GREAT SALT LAKE
Great Salt Lake (GSL) in northern Utah is the world's largest body of significantly salty water. The saltiness of the lake water ranges from about 6% to 27% (seawater averages 3.5% salinity). Salt has accumulated in Great Salt Lake for many thousands of years because the basin lacks an outlet. During the Pleistocene (the last Ice Age), Great Salt Lake extended much, much further than its present ~1700 square miles. The Pleistocene-aged precursor to GSL is known as Lake Bonneville (actually, four different lake names are used to refer to different stages of the Pleistocene GSL precursor). At its maximum, Lake Bonneville covered ~20,000 square miles.
Great Salt Lake (looking ~ N) - Silver Island Mountains & the Bonneville Salt Flats from a few miles east of Wendover (a small town on the Utah-Nevada border).
Great Salt Lake, as seen from Saltair, Utah, USA.
Great Salt Lake oolites - the grayish-colored, shoreline sediments here are oolites - calcareous (aragonitic) spheres formed by back-and-forth rolling in the water by wave action and precipitation of CaCO3. Great Salt Lake is one of the few places ion Earth where modern oolitic sediments can be seen forming in a nonmarine setting.
Mudcracks - modern mudcracks formed in lacustrine evaporitic sediments near Saltair, Great Salt Lake, Utah, USA.

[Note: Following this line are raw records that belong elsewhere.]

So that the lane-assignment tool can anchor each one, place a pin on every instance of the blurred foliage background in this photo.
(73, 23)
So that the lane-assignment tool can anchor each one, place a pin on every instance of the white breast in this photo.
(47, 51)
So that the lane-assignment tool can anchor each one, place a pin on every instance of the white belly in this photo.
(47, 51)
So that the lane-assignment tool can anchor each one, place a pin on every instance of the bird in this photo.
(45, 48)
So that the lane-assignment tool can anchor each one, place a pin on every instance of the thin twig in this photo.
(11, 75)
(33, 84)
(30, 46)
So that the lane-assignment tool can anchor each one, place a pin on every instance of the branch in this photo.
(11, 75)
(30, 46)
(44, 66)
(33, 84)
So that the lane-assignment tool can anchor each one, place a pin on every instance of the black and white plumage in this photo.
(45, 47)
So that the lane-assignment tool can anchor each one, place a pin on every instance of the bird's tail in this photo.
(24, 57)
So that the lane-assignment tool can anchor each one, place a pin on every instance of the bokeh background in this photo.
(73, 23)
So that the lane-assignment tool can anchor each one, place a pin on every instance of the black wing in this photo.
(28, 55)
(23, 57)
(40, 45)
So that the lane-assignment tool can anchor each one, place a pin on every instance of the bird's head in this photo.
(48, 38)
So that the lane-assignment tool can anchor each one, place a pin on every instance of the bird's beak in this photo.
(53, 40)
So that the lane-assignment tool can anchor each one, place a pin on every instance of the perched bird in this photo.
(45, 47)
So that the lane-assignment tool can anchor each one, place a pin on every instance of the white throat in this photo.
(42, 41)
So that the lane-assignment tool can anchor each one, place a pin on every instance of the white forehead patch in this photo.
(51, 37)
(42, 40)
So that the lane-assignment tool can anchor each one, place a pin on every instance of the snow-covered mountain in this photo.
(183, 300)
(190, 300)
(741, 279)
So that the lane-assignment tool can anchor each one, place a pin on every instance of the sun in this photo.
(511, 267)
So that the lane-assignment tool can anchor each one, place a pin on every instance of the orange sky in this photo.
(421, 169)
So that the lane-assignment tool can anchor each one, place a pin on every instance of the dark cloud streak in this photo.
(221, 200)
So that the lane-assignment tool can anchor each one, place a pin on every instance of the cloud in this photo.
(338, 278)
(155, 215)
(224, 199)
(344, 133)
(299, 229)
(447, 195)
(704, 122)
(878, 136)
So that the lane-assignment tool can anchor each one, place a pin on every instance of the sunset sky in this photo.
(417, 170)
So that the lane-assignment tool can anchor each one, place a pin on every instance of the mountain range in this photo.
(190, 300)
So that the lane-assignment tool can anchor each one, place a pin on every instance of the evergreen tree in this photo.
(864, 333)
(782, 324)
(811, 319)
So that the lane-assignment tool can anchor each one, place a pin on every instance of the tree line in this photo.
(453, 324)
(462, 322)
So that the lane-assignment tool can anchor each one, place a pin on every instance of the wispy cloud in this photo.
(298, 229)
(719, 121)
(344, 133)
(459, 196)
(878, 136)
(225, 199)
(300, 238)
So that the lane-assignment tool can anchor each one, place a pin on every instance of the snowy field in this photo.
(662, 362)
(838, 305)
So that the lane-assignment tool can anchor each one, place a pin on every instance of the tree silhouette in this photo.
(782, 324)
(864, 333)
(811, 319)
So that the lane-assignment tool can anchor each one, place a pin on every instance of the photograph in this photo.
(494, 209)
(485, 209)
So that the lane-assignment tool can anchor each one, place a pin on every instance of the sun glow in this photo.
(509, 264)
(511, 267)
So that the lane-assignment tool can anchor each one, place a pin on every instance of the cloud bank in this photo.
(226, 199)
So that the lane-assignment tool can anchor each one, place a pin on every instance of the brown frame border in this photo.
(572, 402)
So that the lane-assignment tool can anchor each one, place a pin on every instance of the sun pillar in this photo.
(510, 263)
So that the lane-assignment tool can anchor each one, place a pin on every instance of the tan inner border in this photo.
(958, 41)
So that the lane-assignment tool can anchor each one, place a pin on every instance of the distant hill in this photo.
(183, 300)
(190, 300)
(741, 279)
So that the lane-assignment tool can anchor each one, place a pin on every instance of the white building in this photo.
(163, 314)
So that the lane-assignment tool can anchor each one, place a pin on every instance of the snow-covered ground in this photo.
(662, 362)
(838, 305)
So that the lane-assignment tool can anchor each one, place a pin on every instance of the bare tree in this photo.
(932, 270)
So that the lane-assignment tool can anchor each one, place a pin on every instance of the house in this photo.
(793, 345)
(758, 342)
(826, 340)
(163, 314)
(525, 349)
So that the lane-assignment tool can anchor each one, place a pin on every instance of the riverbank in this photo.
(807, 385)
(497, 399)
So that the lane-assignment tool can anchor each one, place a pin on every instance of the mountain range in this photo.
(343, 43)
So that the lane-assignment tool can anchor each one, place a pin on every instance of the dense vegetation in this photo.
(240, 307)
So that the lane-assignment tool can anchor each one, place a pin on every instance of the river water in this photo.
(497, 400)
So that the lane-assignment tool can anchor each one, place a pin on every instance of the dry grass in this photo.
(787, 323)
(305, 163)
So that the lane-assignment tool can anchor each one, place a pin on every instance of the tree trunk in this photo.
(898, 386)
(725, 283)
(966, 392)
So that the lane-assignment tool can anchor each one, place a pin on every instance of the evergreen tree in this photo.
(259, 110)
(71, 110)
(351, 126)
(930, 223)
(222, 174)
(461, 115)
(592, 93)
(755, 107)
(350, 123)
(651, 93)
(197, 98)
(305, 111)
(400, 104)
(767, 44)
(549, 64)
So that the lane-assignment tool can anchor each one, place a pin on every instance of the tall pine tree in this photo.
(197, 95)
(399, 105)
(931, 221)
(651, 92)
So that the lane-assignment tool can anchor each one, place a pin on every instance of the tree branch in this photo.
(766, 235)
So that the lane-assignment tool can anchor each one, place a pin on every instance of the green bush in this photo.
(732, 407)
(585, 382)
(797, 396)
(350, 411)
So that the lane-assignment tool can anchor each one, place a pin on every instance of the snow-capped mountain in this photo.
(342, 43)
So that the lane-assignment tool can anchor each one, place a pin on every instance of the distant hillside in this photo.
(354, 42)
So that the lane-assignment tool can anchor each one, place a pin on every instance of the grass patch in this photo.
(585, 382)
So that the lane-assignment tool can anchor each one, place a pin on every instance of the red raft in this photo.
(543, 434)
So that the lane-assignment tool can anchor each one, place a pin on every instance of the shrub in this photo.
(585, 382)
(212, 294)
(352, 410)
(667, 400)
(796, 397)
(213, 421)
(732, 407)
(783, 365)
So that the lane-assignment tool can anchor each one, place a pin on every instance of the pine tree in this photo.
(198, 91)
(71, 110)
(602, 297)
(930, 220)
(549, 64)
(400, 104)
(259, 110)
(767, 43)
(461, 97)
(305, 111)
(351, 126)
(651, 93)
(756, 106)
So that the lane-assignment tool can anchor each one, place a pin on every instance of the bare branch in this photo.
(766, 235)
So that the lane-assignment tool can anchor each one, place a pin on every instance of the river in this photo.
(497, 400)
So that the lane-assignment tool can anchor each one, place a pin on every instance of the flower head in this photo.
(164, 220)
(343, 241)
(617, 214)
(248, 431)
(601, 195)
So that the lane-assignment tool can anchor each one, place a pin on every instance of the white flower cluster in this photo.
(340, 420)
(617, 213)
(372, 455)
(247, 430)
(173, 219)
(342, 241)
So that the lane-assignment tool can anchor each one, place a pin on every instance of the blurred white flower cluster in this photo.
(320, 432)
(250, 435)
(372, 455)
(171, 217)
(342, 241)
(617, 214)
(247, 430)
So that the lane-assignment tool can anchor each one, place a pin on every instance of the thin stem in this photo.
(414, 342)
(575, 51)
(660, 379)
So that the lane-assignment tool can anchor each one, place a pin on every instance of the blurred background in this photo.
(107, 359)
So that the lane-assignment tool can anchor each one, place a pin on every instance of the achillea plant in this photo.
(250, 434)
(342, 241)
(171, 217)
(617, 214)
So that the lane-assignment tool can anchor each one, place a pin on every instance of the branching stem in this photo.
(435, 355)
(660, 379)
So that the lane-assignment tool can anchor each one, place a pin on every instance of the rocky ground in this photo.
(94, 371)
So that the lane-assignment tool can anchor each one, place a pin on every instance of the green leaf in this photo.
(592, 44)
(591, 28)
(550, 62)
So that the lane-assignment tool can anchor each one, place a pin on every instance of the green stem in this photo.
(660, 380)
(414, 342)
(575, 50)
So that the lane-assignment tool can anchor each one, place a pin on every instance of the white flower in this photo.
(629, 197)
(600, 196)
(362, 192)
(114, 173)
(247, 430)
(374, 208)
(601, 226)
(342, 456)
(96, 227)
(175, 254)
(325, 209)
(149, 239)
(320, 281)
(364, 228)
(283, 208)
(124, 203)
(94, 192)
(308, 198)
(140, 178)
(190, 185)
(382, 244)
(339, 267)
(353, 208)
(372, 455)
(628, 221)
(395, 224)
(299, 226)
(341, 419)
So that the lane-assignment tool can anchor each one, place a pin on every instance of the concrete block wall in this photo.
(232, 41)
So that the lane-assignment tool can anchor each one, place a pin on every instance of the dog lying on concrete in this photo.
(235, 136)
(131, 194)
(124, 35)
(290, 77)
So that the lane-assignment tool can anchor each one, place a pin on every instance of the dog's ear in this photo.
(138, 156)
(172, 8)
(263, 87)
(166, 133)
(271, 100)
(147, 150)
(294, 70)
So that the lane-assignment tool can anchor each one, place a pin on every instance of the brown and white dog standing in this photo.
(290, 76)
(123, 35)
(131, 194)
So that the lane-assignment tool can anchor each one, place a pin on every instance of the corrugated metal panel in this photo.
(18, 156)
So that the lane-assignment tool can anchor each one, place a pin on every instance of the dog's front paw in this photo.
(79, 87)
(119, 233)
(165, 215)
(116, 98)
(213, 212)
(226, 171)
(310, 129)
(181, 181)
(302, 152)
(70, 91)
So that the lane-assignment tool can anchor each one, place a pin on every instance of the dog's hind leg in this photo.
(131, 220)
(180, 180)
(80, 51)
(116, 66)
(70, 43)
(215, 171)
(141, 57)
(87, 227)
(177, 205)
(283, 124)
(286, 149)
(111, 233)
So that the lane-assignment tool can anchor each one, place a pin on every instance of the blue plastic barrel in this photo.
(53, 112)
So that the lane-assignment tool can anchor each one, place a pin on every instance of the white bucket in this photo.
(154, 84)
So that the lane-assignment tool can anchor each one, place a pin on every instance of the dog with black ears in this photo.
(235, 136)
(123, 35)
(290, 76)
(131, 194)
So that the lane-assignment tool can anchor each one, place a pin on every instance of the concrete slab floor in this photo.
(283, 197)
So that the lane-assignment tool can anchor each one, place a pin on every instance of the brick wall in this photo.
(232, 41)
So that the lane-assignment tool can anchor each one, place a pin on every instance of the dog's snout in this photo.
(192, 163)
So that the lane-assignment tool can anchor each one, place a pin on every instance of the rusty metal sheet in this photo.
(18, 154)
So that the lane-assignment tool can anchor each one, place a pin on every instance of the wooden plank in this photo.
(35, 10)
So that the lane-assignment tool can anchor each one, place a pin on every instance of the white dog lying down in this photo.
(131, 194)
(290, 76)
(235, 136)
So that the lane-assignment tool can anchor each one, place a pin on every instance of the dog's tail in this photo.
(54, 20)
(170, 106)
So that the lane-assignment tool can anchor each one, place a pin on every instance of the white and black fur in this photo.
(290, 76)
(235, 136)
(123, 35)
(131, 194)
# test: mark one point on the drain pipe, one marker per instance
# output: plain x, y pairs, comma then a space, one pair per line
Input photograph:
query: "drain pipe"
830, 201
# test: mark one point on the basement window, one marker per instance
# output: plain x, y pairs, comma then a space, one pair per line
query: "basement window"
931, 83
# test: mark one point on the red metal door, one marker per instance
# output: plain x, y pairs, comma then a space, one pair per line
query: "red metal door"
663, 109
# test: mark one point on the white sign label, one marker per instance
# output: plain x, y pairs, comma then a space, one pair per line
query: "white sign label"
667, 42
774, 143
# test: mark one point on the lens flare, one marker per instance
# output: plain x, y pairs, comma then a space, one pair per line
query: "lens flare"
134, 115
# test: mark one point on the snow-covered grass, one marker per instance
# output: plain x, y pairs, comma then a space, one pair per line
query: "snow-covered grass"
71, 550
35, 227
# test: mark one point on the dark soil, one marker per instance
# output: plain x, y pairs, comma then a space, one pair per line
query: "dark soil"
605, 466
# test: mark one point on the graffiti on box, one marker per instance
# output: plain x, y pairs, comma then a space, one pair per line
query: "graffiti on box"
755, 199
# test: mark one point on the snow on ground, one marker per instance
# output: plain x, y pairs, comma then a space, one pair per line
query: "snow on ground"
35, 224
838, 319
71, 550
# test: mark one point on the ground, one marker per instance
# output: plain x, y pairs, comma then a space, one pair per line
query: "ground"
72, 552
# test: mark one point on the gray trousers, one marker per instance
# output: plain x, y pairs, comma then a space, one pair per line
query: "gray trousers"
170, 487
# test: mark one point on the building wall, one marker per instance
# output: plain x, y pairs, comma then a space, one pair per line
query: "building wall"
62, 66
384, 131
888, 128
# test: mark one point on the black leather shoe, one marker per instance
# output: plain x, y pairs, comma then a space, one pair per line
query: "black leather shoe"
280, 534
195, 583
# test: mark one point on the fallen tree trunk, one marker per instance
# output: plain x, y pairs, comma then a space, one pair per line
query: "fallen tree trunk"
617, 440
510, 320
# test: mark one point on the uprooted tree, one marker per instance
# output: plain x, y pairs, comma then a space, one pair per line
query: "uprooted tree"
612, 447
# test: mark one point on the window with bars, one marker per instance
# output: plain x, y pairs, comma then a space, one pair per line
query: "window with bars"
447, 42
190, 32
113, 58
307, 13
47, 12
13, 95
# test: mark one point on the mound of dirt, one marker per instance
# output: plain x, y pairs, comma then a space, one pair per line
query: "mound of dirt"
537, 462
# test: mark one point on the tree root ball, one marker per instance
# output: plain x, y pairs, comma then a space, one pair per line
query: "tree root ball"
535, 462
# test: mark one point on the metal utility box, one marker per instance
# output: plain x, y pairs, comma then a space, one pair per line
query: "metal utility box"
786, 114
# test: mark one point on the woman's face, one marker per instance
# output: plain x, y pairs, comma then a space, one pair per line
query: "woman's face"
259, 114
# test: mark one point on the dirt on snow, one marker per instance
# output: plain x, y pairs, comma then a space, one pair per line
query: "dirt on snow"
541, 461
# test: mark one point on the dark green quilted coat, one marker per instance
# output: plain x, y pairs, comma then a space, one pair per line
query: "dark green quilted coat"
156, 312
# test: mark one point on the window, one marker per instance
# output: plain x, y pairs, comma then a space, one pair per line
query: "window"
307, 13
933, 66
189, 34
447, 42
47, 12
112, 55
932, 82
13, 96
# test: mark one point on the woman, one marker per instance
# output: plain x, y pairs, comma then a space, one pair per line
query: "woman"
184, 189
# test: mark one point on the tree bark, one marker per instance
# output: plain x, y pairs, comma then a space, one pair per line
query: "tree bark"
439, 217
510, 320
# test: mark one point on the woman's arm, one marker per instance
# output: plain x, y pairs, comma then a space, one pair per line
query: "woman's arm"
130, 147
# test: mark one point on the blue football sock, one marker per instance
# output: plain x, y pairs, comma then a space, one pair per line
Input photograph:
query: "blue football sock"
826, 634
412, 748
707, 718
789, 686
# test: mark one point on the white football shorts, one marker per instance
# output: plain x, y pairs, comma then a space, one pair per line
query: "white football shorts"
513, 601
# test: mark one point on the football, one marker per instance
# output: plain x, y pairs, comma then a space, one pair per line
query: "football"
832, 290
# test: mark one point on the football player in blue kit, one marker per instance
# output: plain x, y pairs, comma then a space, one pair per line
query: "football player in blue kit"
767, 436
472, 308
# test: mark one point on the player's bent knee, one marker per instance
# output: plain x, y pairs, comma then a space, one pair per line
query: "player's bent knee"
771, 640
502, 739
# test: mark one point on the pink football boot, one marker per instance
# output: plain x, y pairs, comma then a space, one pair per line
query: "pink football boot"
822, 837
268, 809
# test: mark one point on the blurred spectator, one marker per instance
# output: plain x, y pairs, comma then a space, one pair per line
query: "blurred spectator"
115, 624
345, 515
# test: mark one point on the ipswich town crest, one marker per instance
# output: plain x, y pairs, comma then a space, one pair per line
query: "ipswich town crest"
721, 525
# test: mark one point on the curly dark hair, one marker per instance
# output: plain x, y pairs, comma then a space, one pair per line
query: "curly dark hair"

Puckered salt crust surface & gas pockets developed in lacustrine evaporitic sediments near Saltair, Great Salt Lake, Utah, USA. The gas pockets formed from decay of buried organic matter.
Modern bird carcass impregnated with salt from an evaporated portion of Great Salt Lake, near Saltair, Utah. Salt is a great preservative, but I've never heard of anyone finding soft-bodied fossils in ancient rock salt beds (not counting still-living halobacteria isolated from late Precambrian & Phanerozoic rock salts). Is there the potential, though?
Lake Bonneville lake terraces (above & below): ancient lake terraces visible at the northern end of the Oquirrh Mountains, southern margin of Great Salt Lake.